La direction de Radio-Canada s'en défend, mais le président du conseil d'administration l'admet: la transformation de la maison de Radio-Canada (MRC) se fera en partenariat avec le secteur privé (PPP).

Publié le 29 mai 2014
Kathleen Lévesque LA PRESSE

«Le PPP va nous coûter moins cher que de rester dans les installations actuelles, qui ne répondent plus aux besoins de la société», a affirmé à La Presse Rémi Racine, président du conseil d'administration de Radio-Canada.

Selon les documents de mise à jour présentés en avril dernier aux administrateurs de la société d'État, que La Presse a obtenus, le recours au PPP se justifie par le fait que «la structure de financement de CBC/Radio-Canada rend l'acquisition peu souhaitable». «L'immobilier n'est pas une activité fondamentale de CBC/Radio-Canada», peut-on lire.

À la direction de Radio-Canada, on assure malgré tout que le projet qui consiste à construire un nouvel édifice pour la Société ainsi qu'à réaménager la tour et les immenses terrains de stationnement n'est pas un PPP. «Radio-Canada va être locataire et ne reprendra pas possession des installations à la fin du bail à long terme», soutient Hélène Forest-Allard, responsable des communications pour le projet de la MRC.

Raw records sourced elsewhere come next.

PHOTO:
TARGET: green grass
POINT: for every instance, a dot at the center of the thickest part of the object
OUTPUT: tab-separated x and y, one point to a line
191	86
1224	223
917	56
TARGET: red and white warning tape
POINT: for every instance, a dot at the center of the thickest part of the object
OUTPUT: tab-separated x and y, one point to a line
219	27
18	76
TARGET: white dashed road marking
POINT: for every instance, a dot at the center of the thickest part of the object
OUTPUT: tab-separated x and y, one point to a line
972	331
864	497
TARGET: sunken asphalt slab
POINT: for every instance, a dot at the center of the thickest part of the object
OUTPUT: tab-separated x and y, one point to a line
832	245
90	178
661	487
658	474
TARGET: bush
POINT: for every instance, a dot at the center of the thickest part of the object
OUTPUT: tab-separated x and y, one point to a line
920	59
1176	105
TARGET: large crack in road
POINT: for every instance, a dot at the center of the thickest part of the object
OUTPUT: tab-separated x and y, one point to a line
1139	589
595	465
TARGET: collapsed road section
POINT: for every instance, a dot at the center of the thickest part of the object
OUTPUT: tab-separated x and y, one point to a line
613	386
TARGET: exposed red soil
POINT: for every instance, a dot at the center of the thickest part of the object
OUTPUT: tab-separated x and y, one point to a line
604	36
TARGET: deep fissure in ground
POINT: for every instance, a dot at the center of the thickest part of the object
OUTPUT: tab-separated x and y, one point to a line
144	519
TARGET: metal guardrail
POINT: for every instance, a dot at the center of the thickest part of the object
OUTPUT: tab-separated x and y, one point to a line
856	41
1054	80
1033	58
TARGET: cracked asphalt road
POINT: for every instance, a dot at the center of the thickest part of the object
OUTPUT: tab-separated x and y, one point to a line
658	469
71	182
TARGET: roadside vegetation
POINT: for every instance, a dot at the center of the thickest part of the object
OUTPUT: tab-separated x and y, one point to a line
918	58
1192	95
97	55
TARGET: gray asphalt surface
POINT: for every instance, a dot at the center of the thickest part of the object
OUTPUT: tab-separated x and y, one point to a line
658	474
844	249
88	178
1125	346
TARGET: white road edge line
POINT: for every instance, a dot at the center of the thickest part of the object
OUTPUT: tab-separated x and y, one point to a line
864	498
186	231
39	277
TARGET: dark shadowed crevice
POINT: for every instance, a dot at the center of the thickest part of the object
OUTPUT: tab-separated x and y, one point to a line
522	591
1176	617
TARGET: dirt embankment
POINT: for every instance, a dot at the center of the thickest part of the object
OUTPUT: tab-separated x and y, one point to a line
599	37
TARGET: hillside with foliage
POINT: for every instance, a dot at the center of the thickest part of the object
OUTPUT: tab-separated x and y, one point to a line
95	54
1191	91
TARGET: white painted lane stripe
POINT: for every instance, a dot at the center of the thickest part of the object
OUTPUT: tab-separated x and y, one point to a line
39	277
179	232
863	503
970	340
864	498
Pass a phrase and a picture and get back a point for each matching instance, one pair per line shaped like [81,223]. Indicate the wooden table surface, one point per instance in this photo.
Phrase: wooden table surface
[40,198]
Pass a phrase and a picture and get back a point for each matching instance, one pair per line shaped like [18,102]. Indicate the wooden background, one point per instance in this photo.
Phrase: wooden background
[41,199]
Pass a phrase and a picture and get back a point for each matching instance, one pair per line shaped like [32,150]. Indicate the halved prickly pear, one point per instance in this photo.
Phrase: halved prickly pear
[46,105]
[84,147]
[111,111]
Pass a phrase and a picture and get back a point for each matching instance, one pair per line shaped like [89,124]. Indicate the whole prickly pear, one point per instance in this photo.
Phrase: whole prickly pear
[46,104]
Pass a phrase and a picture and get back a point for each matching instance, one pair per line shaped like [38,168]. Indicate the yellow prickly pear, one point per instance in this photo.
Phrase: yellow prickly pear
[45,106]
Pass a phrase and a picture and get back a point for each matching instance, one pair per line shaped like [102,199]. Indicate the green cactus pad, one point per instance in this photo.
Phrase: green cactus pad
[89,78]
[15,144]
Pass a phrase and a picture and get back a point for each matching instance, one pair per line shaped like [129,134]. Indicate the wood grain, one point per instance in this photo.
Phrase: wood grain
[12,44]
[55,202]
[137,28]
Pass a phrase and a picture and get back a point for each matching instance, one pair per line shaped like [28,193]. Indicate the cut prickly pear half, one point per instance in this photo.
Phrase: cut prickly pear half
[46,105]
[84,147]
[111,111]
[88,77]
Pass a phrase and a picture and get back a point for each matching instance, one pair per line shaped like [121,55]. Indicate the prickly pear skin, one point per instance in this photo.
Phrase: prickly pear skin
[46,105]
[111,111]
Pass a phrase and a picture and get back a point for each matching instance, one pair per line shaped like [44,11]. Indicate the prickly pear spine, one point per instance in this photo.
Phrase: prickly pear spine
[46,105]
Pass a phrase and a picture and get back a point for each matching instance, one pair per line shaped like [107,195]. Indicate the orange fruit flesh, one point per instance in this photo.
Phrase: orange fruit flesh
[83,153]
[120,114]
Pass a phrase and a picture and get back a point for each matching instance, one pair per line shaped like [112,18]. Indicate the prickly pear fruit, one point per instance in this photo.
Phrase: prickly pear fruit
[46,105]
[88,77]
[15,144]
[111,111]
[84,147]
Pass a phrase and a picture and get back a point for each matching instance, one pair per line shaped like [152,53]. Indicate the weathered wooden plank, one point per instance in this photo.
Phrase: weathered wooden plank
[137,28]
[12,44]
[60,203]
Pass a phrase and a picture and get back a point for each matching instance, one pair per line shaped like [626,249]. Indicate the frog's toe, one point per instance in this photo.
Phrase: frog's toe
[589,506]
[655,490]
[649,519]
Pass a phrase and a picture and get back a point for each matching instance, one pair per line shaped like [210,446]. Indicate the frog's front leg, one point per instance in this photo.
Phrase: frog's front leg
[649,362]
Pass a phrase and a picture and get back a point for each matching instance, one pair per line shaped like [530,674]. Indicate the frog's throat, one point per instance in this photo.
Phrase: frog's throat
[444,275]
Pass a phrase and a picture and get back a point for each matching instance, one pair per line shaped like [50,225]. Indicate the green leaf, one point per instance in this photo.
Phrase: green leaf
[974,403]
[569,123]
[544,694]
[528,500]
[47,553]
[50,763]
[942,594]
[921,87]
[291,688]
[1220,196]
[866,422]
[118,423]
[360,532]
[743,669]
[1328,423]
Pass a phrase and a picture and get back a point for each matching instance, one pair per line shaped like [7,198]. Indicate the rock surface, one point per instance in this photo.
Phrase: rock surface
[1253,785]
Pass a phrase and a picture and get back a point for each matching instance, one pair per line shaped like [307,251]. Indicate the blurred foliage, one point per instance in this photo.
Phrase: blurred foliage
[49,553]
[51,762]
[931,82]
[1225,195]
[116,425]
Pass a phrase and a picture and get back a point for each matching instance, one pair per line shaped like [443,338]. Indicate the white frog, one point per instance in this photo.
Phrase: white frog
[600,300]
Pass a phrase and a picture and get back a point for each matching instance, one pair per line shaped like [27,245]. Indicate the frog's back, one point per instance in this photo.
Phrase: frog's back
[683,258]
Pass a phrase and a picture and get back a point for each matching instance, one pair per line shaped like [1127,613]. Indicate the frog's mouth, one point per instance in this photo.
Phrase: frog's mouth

M. Racine affirme toutefois que Radio-Canada a bel et bien choisi de fonctionner en PPP. D'ailleurs, a-t-il souligné, l'agence fédérale PPP Canada a apporté son soutien dans le dossier, notent les documents transmis au conseil d'administration. PPP Canada affirme toutefois le contraire.

Quoi qu'il en soit, le déménagement de la MRC est retardé, notamment à cause de problèmes de financement. Radio-Canada estimait le coût du projet à 27 millions (seuil d'abordabilité), mais il semble que les deux consortiums pressentis fassent des calculs différents.

Selon Rémi Racine, les compressions du gouvernement Harper n'ont pas joué dans le report du projet (de 18 à 24 mois). «Ça n'a rien à voir. Les compressions du gouvernement remontent à deux, trois ans. Quant aux compressions actuelles, elles sont liées essentiellement à la perte de revenus publicitaires et à la perte de la diffusion des matchs de hockey», a précisé M. Racine.

Il croit tout de même que Radio-Canada aura de nouvelles infrastructures.

Le député du NPD, Pierre Nantel, porte-parole en matière de patrimoine, ne partage pas cet enthousiasme. S'il ne conteste pas la nécessité d'un lieu «mieux adapté» aux nouvelles technologies, notamment, il estime que le projet se fait «dans la panique et le tâtonnement». Le recours au PPP n'a rien pour le rassurer.

«L'acharnement du gouvernement Harper sur Radio-Canada fait en sorte qu'on se retrouve devant une «vente de feu» improvisée. Le silence qui entoure quelque chose d'aussi public que Radio-Canada, une icône du développement culturel francophone, est désolant», a déclaré M. Nantel.